The 70-20-10 model for learning and development, which holds that 70% of their knowledge comes from job-related experiences, 20% comes from interactions with others, and 10% from formal educational events will be more important than ever. We see a future of learning on the job in which the employee doesn’t need as much formal training but is equipped with “just-in-time learning” that enables them to do the job effectively.

Leveraging Technology as a Solution:

With the onset of AI and other technology accelerators, the right tools must be activated to get the desired business outcomes. This can be in the form of an AI advisor, connection with a peer to complete an impromptu peer-to-peer session, or setting up a functional mentorship or peer group arrangement. Many organizations are following; Walmart is currently experimenting with an AI assistant for its team members to help with onboarding and skills development.

So, what is going to be most important in this new learning and development landscape? First, clarity in career paths is crucial. As an HR leader from Adobe notes, “Transparent career trajectories contribute to employee motivation and retention.”

Second, data tracking in learning and development is key. An HR analyst at IBM shares, “Through our learning platform, we’ve been able to track skill development and align it with our business goals effectively.”

Third, the necessity of a comprehensive learning marketplace that leverages multiple forms of content is evident. “Offering a variety of learning resources caters to diverse employee needs,” comments a LinkedIn Learning executive.

Based on individual learning styles and preferences, having highly engaging content and multi-channel learning activities centralized in one place will be essential for the ideal employee learning experience. For example, MasterClass, a platform that provides expert advice on topics such as leadership has an 80% engagement rate. Employees expect content that is timely, relevant, and interesting.

“Learning and development are not just HR issues; they are business issues,” a Gallup analyst remarks, and we can expect many more organizations to fill the gap of a “CLO” or Chief Learning Officer, either in a full time, or in a fractional capacity.

Other organizations may centralize this responsibility to HR or decentralize it across functional groups. Many are looking to leverage technology to fill the void.

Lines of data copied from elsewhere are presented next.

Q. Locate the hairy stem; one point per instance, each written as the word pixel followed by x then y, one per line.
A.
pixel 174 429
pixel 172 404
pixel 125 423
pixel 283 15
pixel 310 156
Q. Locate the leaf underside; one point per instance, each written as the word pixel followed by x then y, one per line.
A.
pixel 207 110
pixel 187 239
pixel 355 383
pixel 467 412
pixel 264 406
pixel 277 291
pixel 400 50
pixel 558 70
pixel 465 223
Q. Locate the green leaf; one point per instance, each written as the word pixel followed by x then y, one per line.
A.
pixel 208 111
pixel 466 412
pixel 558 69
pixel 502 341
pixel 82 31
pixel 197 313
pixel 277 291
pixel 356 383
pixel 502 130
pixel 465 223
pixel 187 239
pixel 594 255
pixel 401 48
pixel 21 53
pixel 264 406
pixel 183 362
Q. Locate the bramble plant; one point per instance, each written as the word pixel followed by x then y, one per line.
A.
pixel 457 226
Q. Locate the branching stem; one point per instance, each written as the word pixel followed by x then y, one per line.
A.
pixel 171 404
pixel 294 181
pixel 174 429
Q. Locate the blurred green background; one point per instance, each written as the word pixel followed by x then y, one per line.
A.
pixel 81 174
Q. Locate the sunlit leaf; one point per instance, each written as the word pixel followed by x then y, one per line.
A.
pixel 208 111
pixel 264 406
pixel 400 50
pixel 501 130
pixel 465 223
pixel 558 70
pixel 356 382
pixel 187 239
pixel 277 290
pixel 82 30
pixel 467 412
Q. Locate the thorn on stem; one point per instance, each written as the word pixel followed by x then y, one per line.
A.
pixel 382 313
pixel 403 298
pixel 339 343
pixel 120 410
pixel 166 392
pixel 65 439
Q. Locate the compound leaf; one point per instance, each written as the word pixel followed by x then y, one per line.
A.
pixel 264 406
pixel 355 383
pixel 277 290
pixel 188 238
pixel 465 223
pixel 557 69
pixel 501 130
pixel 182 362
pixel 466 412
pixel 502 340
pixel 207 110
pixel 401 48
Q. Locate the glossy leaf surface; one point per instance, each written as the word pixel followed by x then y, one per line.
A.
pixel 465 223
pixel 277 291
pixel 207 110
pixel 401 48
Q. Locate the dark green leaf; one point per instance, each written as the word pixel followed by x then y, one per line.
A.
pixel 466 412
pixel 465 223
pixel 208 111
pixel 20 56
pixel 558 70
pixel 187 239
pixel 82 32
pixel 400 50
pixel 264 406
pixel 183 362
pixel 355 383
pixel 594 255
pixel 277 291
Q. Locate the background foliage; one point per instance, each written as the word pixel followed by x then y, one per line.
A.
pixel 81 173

Either way, the opportunity remains: investing in learning is essential for addressing the skills gap, career mobility, and ensuring a competitive, successful organization.

Conclusion: Close Your Organizational Skills Gap

Technology is advancing so rapidly that organizations will need to re-think not only how people learn but also how the organization responds to change, for example, what business functions can be optimized by advanced technology? What is the resulting impact on existing roles and responsibilities? A role today will not look the same in a few years.

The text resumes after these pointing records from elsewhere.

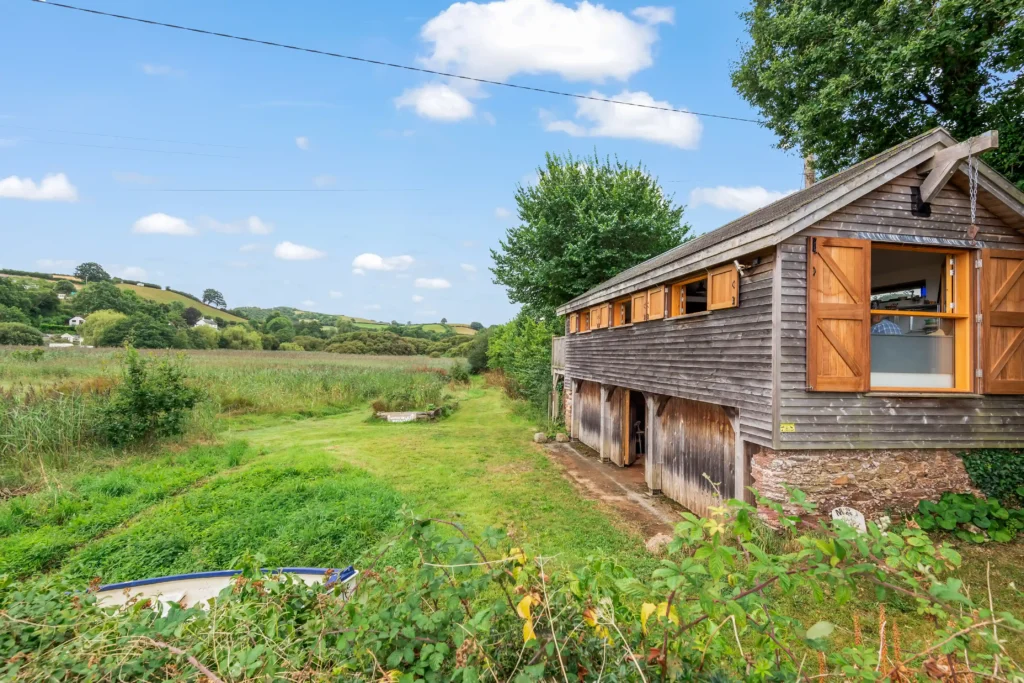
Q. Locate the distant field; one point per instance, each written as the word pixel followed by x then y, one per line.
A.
pixel 163 296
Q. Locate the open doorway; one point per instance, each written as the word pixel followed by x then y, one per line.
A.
pixel 636 447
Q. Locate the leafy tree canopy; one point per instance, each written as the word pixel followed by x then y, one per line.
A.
pixel 19 334
pixel 192 315
pixel 104 296
pixel 92 272
pixel 584 221
pixel 847 79
pixel 214 298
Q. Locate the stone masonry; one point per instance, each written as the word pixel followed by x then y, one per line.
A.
pixel 875 482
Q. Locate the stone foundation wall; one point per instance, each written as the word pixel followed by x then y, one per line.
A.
pixel 875 482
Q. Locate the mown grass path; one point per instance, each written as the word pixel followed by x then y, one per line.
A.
pixel 478 467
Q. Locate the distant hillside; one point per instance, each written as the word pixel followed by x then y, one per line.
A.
pixel 296 314
pixel 164 296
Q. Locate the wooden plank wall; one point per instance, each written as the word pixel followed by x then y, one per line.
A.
pixel 587 415
pixel 696 438
pixel 722 357
pixel 611 444
pixel 857 421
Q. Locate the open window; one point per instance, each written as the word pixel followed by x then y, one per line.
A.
pixel 888 317
pixel 639 303
pixel 921 328
pixel 622 312
pixel 688 296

First, organizations must identify the skills people have. Second, they must identify the skills they need. Third, they must determine how to close the gap quickly.

The future of learning and development is transforming, but one thing is for sure: as organizations invest in holistic learning and development that empowers employees to develop without limitations, they will surely reap financial benefits and gain a competitive advantage. With an emphasis on personalized learning plans and skills upgrades, individual employees flourish, and as a result, so does the organization.